Секретарь - стр. 64
Мёленбек ничего не сказал про женщину.
Дорожка, свернув, приблизилась к широким ступенькам, над которыми навис портик. Белые колонны, новый караул. Тяжелые двери с двухцветным гербом со скрипом подались в стороны, приглашая в шорохи и сумрак.
– Сюда, господин цайс-советник.
Голос раздался слева, в мягком свечном свете обозначились рука и лицо.
Слуга пошёл впереди, Лёшку повлекло за ним, он поплыл над узорчатыми полами по темному коридору сквозь залы с занавешенными окнами с одной стороны и с смутно угадывающимися панно – с другой.
Было тихо. Хотя откуда-то налетали шепотки и скрипы, в дверях колыхались портьеры или мельком, в отблесках утаиваемого света, появлялись и пропадали темные фигуры. Свеча слуги выхватывала из темноты черные ленты, протянувшиеся над притолоками.
– Неудачный день, – сказал Мёленбек, – долгий траур по королю.
Коридор окончился ступеньками.
Слуга поднялся, придерживаясь свободной рукой за вьющиеся спиралью перила.
– Следуйте за мной, господин цайс-советник.
Второй этаж был полон людей.
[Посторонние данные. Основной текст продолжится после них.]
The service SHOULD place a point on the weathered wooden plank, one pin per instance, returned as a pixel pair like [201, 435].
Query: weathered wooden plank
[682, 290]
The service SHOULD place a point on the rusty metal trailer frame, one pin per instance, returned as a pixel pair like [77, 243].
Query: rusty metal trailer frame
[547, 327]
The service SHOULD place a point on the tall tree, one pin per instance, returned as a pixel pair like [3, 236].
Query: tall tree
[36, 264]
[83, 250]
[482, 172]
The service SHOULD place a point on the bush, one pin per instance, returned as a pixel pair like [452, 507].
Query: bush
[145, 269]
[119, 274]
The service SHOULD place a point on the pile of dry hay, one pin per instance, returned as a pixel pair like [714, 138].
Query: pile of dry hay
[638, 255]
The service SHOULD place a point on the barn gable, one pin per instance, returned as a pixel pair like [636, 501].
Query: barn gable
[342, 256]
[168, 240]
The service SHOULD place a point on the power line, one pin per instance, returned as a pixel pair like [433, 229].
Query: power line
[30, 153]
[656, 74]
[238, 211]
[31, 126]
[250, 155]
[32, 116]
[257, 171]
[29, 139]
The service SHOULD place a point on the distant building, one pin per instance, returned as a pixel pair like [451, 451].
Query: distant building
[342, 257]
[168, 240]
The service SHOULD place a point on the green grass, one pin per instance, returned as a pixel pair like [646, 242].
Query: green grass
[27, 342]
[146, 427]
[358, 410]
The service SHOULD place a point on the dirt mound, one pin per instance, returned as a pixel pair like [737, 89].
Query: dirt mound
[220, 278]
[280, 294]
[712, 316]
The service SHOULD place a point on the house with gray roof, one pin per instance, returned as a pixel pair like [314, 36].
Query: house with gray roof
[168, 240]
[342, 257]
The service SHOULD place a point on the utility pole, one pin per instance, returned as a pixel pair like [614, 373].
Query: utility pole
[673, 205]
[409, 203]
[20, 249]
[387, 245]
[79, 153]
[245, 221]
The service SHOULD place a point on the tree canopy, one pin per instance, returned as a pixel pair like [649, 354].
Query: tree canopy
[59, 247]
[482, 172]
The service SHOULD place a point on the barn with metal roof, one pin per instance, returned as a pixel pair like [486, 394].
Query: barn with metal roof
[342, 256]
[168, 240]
Из-за обилия темных одежд в полутемной, с редкими вкраплениями тусклых свечей анфиладе они казались тенями. Поблескивали украшения и ордена. Шаркали подошвы, шуршала ткань. В бокалах на узких столиках стыло вино.
Шепотки вились под сводчатыми потолками.
– Тела так и не нашли…
– Она еще храбрится, бедная девочка…
– Говорят, Второй кнафур идёт к столице, и если их не перехватят…
– Вести неутешительны, моя дорогая…
– Паргид, я полагаю, не продержится и недели…
Появление слуги вызвало некий переполох и заставило шепотки испуганно истончиться. Тени раздались в стороны, пряча глаза в пол, и Лёшка был только рад миновать их побыстрее. Бледные лица, тонкие пальцы, узкие ниточки поджатых губ.
Трусы! – подумалось ему. Какие трусы!
– Через три месяца большинство из них присягнёт Шикуаку, – сказал Мёленбек.
Анфилада закончилась коротким переходом.
Караул в арке приветствовал их дробным стуком сапожных каблуков.
– Здесь, господин цайс-советник, – поклонился слуга.
Еще один коридор. Двери. Двери. Поворот и – неуместное, невозможное в общем трауре солнце, золотым пятном застывшее на полу. Штора отдёрнута.
Лёшка даже зажмурился.
Ближайшая дверь приоткрылась, плеснув изнутри светом и возбужденными голосами.
– Солье?
Вышедший в коридор мужчина в коротком чёрном камзоле, казалось, схватил Лёшку за невидимый рукав. У него были резкие черты лица, не отталкивающие, но и не приятные. Глубокие морщины, идущие от крыльев крупного носа, стягивали губы в желчный полумесяц. Иссиня-чёрные волосы серебрились на висках.